Bei der Bundesliga-Partie gegen den 1. FC Köln vor einer Woche war Neuer nach gut einer Stunde ausgewechselt worden, nachdem im linken Wadenmuskel erneut Beschwerden aufgetreten waren. Es ist die zweite muskuläre Episode der Saison. Sportvorstand Max Eberl machte am Freitag in Berlin klar, dass ein Einsatz im Finale ausgeschlossen sei, gleichzeitig aber kein WM-Risiko bestehe.
Die WM ist nicht in Gefahr, aber er kann morgen nicht spielen.
Es sei keine sinnvolle Option, Neuer mit dem Risiko einer schweren Verletzung ins Tor zu stellen, so Eberl gegenüber Sportschau und ZDF. Die Entscheidung sei im Einvernehmen mit dem Torhüter selbst gefallen. Urbig, im Winter aus Köln verpflichtet, hatte das Abschlusstraining im Olympiastadion am Freitag mit zusätzlichen Schusseinheiten absolviert; nebenbei beschallte Jamal Musiala die Kabine als „DJ“, wie die Abendzeitung berichtete.
Stuttgart ohne Kapitän Karazor in der Startelf
Trainer Vincent Kompany läuft mit Urbig hinter einer Viererkette mit Stanisic, Upamecano, Tah und Laimer auf. Im Mittelfeld bilden Joshua Kimmich und Aleksandar Pavlovic die Doppelsechs, davor agieren Michael Olise, Musiala und Luis Diaz hinter Harry Kane. Beim VfB Stuttgart fehlt Kapitän Atakan Karazor überraschend in der Anfangsformation. Trainer Sebastian Hoeneß setzt im 3-4-1-2 auf Alexander Nübel im Tor, davor verteidigen Jaquez, Chabot und Hendriks. Die Doppelsechs bilden Angelo Stiller und Chema, vorn sollen Deniz Undav und Ermedin Demirovic für die Tore sorgen, unterstützt von Jamie Leweling, Maximilian Mittelstädt und Chris Führich.
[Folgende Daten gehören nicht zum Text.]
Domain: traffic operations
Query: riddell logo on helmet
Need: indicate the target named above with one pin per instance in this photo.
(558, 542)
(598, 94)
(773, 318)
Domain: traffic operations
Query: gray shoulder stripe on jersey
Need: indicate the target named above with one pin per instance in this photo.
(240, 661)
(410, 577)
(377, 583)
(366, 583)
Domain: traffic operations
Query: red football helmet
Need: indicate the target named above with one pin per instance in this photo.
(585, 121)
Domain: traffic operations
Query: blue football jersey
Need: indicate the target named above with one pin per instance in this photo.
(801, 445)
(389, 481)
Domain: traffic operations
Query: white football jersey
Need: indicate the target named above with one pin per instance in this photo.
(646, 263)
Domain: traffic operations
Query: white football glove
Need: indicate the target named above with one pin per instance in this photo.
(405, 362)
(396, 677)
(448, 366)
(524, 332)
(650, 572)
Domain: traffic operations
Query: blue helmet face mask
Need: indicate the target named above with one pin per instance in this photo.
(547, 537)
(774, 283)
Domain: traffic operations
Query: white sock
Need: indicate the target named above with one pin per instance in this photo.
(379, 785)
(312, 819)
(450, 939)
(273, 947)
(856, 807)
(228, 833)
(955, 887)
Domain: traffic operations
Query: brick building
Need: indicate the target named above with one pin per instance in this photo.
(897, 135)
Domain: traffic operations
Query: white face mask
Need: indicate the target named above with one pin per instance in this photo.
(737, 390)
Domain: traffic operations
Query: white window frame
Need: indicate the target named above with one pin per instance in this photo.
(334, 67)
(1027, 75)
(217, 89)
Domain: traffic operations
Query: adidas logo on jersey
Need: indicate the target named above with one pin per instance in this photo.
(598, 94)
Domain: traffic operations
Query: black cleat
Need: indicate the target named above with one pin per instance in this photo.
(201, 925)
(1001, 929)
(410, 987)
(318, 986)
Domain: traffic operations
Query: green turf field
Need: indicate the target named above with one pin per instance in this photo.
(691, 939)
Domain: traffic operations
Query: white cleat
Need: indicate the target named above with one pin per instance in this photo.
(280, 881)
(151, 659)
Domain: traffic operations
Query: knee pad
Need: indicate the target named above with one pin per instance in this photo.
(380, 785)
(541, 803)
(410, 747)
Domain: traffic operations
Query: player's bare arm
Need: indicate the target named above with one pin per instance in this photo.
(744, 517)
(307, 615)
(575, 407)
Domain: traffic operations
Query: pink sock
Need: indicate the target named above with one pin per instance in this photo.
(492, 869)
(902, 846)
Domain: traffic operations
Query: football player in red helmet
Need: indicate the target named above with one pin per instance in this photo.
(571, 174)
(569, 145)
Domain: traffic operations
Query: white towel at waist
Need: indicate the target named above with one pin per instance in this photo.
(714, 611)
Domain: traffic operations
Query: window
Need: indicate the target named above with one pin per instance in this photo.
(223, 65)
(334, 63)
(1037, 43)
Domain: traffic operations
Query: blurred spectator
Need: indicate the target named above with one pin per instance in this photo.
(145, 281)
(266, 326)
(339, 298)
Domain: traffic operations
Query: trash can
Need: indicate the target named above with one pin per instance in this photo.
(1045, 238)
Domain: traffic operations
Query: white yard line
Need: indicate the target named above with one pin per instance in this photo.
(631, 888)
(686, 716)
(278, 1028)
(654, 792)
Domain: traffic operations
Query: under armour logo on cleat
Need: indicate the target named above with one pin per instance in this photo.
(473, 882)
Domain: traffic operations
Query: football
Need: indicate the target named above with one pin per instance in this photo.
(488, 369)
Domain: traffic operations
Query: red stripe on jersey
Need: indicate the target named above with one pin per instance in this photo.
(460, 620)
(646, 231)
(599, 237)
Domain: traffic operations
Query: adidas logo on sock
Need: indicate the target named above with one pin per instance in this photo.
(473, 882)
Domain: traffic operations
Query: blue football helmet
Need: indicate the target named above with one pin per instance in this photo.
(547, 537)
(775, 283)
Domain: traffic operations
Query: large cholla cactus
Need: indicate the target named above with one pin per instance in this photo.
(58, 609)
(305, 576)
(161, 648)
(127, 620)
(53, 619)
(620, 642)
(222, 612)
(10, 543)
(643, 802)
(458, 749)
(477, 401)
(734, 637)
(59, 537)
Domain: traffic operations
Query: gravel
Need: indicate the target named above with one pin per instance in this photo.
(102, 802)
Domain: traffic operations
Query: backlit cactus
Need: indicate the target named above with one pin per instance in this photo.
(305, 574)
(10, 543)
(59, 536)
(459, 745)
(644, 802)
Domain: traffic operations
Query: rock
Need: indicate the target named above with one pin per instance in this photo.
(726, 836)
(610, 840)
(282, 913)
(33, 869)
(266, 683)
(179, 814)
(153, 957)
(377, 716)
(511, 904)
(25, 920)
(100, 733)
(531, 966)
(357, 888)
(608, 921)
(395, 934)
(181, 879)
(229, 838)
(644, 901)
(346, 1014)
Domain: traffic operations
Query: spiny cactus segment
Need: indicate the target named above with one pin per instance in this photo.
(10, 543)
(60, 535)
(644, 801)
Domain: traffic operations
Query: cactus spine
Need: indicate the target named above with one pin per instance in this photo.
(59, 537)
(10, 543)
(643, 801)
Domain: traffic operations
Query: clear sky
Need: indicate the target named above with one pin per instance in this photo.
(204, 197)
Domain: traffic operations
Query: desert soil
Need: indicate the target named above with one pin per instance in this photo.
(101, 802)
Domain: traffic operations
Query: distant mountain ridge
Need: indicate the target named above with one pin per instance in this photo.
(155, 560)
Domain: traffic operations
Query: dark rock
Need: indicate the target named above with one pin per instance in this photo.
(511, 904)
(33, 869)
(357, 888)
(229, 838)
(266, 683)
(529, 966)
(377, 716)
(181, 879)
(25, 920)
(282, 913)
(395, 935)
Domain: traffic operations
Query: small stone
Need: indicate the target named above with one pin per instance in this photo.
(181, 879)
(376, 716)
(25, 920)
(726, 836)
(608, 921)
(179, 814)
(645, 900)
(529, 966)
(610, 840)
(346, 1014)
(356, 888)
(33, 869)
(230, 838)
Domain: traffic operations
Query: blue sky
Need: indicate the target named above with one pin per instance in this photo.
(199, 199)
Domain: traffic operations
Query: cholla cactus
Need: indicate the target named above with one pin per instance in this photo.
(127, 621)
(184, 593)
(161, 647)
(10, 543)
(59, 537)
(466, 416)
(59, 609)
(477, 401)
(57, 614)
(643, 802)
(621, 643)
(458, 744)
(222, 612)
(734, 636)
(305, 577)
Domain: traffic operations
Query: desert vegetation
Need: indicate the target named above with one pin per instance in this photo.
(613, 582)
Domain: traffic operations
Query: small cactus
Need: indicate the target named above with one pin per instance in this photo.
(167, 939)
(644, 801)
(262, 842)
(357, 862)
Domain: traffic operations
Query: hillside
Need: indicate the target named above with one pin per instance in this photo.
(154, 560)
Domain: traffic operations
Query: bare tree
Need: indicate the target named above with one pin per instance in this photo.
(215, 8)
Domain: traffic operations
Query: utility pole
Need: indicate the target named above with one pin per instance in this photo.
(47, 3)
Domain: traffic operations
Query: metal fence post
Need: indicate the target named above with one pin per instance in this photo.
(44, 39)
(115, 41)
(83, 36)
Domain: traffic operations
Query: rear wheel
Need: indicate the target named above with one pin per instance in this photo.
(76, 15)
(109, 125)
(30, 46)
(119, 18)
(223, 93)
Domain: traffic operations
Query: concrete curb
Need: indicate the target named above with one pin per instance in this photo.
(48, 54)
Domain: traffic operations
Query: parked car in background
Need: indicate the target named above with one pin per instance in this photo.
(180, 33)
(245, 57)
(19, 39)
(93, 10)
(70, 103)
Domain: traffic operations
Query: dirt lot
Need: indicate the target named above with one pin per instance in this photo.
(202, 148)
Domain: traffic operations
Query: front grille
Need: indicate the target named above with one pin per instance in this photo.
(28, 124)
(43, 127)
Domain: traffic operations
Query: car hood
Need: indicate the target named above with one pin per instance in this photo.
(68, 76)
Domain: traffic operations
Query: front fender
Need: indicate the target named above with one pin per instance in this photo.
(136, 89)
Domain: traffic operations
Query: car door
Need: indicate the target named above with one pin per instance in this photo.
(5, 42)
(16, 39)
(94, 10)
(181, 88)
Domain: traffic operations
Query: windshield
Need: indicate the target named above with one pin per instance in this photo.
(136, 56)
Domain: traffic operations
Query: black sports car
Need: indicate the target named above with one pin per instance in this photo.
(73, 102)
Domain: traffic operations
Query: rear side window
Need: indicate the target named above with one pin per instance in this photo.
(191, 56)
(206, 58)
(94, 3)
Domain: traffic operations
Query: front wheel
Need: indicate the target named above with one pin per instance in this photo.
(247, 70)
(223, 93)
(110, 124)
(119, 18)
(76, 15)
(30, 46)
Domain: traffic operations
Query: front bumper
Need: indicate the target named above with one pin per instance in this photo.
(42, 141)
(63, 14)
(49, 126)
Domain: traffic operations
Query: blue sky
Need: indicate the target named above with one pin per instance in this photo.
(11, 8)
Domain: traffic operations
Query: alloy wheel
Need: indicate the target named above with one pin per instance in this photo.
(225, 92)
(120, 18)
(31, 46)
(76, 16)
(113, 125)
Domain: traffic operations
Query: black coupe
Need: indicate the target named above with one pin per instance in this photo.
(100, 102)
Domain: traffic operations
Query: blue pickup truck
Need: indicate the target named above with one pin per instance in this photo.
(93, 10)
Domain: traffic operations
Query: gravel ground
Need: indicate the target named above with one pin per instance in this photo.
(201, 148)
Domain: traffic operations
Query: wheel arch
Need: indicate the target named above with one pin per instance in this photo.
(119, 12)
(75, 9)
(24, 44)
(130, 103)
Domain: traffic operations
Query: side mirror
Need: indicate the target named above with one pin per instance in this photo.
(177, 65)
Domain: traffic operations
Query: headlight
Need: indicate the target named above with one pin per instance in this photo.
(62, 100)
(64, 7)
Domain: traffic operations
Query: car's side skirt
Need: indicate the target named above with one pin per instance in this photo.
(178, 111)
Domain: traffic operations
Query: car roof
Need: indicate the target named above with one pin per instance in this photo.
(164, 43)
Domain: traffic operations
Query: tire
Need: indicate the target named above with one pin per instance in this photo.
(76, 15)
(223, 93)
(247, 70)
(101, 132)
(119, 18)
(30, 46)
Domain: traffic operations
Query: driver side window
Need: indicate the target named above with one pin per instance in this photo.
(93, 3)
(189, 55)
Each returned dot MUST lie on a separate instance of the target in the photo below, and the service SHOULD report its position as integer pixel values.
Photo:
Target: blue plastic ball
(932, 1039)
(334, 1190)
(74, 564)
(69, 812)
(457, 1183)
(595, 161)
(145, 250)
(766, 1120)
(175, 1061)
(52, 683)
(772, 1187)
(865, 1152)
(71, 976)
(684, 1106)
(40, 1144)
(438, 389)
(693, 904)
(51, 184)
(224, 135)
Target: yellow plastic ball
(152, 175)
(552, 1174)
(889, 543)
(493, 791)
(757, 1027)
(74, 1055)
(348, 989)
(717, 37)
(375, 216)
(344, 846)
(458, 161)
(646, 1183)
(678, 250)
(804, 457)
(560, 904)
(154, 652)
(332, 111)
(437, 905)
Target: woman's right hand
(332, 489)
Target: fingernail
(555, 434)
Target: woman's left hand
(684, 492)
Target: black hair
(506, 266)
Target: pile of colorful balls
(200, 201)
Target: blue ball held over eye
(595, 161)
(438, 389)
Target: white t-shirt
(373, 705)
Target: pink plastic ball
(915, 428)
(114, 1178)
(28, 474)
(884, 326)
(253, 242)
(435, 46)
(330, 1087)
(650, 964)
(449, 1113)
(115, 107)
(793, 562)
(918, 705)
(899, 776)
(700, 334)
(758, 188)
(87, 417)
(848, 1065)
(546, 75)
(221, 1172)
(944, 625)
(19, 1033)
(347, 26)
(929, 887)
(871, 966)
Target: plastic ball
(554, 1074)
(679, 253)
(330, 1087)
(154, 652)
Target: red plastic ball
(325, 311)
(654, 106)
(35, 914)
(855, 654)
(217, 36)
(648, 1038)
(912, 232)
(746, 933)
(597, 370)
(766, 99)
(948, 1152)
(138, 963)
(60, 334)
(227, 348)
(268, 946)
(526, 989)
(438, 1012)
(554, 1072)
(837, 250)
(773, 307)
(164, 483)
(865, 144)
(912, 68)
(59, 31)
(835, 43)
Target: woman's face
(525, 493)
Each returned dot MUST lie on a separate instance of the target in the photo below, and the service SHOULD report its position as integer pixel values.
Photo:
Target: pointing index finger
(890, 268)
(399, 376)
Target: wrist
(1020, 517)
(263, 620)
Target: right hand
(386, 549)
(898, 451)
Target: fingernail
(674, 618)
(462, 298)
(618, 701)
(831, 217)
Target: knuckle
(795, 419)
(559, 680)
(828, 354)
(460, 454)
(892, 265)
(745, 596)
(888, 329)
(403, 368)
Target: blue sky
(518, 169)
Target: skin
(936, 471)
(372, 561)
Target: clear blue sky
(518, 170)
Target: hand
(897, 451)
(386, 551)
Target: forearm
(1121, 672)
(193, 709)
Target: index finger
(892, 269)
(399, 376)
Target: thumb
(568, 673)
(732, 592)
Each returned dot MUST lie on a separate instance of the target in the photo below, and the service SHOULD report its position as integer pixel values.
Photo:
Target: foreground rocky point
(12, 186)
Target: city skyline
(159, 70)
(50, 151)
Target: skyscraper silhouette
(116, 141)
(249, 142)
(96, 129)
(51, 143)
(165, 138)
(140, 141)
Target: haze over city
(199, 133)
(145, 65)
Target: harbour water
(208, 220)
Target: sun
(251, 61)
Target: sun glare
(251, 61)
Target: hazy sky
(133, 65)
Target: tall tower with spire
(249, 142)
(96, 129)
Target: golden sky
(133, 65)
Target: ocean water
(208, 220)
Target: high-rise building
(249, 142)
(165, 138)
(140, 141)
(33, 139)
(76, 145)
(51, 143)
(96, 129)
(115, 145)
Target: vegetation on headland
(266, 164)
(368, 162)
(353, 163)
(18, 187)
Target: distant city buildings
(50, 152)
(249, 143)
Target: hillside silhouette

Vor dem Olympiastadion sammelten sich bereits am Nachmittag mehrere zehntausend Anhänger. Der VfB-Fanmarsch startete am Alexanderplatz, die Bayern-Fans formierten sich am Theodor-Heuss-Platz - laut sportschau.de waren über 1.000 Polizisten im Einsatz. Schon Stunden vor Anpfiff füllte sich das Rund auf etwa 20.000 Zuschauer, am Ende werden rund 74.000 erwartet. Auf den Tribünen angekündigt sind unter anderem Uli Hoeneß, Karl-Heinz Rummenigge und José Mourinho.
Eine technische Premiere bringt das Finale ebenfalls mit: Erstmals kommt in einem deutschen Profispiel der „iBall“ mit Connected Ball Technology zum Einsatz. Der mit einem Chip ausgestattete Spielball überträgt in Echtzeit Daten zu Kontakten, Tempo, Flugkurve und Rotation - relevant unter anderem für VAR-Entscheidungen wie Abseitskanten oder Handspielprüfungen.
Für den FC Bayern, der den 33. Meistertitel bereits gefeiert hat, geht es um das erste Double seit 2020. Harry Kane räumte gegenüber der Sportschau ein, dass die Saison ohne Pokalsieg trotz dominanter Meisterschaft einen schalen Beigeschmack hätte. Stuttgart wiederum verteidigt einen Titel, den der VfB im Vorjahr gegen Arminia Bielefeld geholt hatte; Hoeneß bezeichnete einen Pokalsieg gegen die Bayern in der Pressekonferenz am Freitag als bestmögliches Saisonende. Der Schritt ins Finale gelang dem VfB nach einem 2:1 nach Verlängerung im Halbfinale gegen den SC Freiburg.